Randle’s equivalent circuit is commonly employed to model the electrode-electrolyte interface of a Faradaic biosensor (Marks, 2013). However, our sensor has been designed as a non-Faradaic system to measure capacitive charging currents only. With no offset voltage applied to the electrode, off-target electrochemical reactions or charge transfer at the interface should be minimal. AC electrokinetic microflows have been known to affect capacitive charging currents, but these effects typically begin to occur at a peak-to-peak amplitude of 1 to 2 V and do not become prominent until 6 to 15 V (Wu, 2006; Yang and Wu, 2008). The influence of microflows at the 20 mV oscillation voltage used here is negligible. Thus, to model the charging current at the interface, we place CDL in parallel with a leakage resistance, Rleak. CDL in turn can be modeled as the total capacitance, Ctot, of several capacitors in series, as visualized in Fig. 1b. The first component constitutes the insulating SAM layer on the electrode surface, CSAM. The second, CAg, includes the anchoring groups and the recognition element (antigen), which is followed by the concentration-dependent antibody layer, CAb.

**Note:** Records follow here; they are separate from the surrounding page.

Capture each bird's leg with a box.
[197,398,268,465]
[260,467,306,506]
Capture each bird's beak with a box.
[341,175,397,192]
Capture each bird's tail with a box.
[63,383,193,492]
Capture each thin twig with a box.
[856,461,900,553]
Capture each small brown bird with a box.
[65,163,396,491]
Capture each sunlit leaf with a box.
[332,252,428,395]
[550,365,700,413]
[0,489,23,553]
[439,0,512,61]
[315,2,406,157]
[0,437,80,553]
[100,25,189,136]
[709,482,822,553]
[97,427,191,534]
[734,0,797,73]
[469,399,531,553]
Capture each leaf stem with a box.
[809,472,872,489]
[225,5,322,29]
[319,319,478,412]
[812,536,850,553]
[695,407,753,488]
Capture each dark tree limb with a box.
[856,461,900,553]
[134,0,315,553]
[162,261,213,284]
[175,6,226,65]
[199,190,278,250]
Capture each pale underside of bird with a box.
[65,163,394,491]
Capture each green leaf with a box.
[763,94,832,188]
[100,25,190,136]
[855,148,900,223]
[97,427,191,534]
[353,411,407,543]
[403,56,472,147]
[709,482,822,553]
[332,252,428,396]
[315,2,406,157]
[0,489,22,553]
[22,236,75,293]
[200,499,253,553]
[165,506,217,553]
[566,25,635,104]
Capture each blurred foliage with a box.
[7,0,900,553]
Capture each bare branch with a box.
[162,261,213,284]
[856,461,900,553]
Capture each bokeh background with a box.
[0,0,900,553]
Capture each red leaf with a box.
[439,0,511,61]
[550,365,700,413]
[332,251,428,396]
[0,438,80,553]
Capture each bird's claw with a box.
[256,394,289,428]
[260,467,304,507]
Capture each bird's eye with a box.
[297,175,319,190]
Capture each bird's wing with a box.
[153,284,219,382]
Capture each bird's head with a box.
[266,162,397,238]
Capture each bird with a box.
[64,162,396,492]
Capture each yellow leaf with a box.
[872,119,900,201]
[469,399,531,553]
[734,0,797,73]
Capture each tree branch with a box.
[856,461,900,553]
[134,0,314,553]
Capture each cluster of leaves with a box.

Based on this model, the binding of antibody to antigen causes a change in the total capacitance, Ctot. Because CSAM is constant and does not contribute to capacitive change, the sensitivity of the sensor is predominately determined by the relative capacitance between antigen and antibody. In this case, use of a large analyte such as an antibody increases the sensitivity of our sensor by creating a proportionally larger increase in DL length compared to smaller analytes like antigens (Suni, 2008). This high sensitivity is necessary to adapt the immunosensor for pre-symptomatic pathogen detection, which is currently only achieved by nucleic acid testing (Nicolini et al., 2017).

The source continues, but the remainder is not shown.